After I shaved, I rubbed my fingers over my chin and cheeks to see if I’d missed any stubble, then splashed water on my face. After I toweled off, Granite handed me the rest of my clothes and said, “You can oil my feathers in the common waiting room.”

“They’re more likely to kill me than you,” I told him.

“That’s not reassuring, Officer Red Clay.”

We were on formal terms, were we? “I’m sorry.”

He reached out and straightened my sash, then backed out of the toilet cubicle. I suddenly needed to piss and adjusted the urinal to my height. When I came out, Granite was wiping his beak, his nictitating membranes a quarter out over his dark-brown eyes.

“Let’s get you fixed up,” I said, awkwardly reaching for his shoulder, patting the emerging quills—in moult, no wonder he was edgy.

He flicked the transparent films back into the eye corners near his nares and rubbed his beak against his arm scales. “You make us more nervous about your people than the Tibetans do.”

“Sorry.” We started for the common waiting room.

“Make us feel it will go well.”

“I’m sure it will,” I said. “The Barcons, Travertine, Wool, you, and I all speak English.
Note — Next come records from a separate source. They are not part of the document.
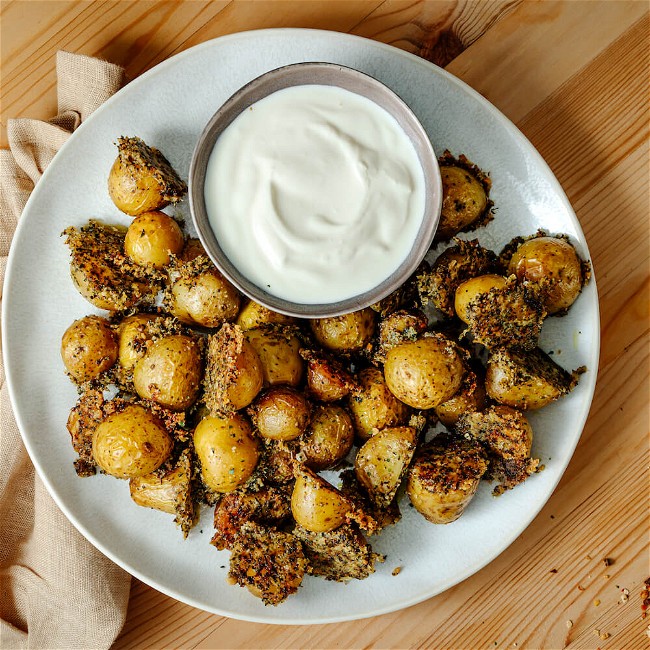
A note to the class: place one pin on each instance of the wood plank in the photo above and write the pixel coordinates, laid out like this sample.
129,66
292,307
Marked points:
139,34
436,31
136,34
527,57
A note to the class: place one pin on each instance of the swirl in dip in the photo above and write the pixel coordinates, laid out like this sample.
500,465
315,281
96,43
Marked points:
315,194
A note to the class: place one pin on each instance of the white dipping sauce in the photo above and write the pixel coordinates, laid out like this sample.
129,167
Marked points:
315,194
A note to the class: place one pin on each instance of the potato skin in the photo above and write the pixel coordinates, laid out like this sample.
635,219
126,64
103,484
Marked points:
152,238
463,201
280,413
346,333
279,353
315,504
207,299
382,461
444,478
329,437
373,406
88,348
141,179
526,380
468,290
233,374
553,264
469,398
424,373
170,372
227,451
131,443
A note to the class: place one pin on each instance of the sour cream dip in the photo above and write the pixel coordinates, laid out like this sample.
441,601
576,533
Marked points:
315,193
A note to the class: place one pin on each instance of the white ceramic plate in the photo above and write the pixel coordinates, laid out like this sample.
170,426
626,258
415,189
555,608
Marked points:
168,107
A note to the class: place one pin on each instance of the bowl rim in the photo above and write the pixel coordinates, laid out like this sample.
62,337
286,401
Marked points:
320,73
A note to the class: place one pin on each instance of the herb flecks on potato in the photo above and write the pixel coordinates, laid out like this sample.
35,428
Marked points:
465,196
142,179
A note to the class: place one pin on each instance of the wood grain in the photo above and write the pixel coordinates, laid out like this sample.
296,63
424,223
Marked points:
574,76
139,34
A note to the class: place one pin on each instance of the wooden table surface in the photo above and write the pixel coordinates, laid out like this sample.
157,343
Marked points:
573,76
Wool speaks Russian and Chinese. The Barcons speak Spanish and Portuguese.”

“Marianne knows Quechuan.”

“Granite, I don’t think we’re going to have to speak Quechuan any time soon.”

“And she knows French, but Karriaagzh wanted her to stay behind,”

I thought, I was sent out because I was man enough to take them. We reached the common waiting room. Everyone except for the Ewits and the present Control Squad was there. I supposed that the Ewits were asleep and that we were keeping Control out of sight, but then I saw that the Control Squad leader Pulse sat with Wool. Pulse was a bear-stock creature as hairy as a Barcon, but smaller and thinner, with honey-colored fur. Me and Wool watched an oscilloscope. I started to groom Granite’s feathers, my knees on either side of his hocks.

The oscilloscope line went jagged, spikes off the top and bottom of the screen.

“Now,” Wool said.

So fast, too soon. My pulse began racing. Granite looked back over his shoulder at me.

Wool began talking in English and Russian, a steady stream of “Don’t worry,
nyet boyatsya, horoshee ludee,
we’ve been waiting for you to make contact with us.”

“How do you know English?” an American voice, a man, said. Someone in the background murmured Russian, but the accent seemed wrong.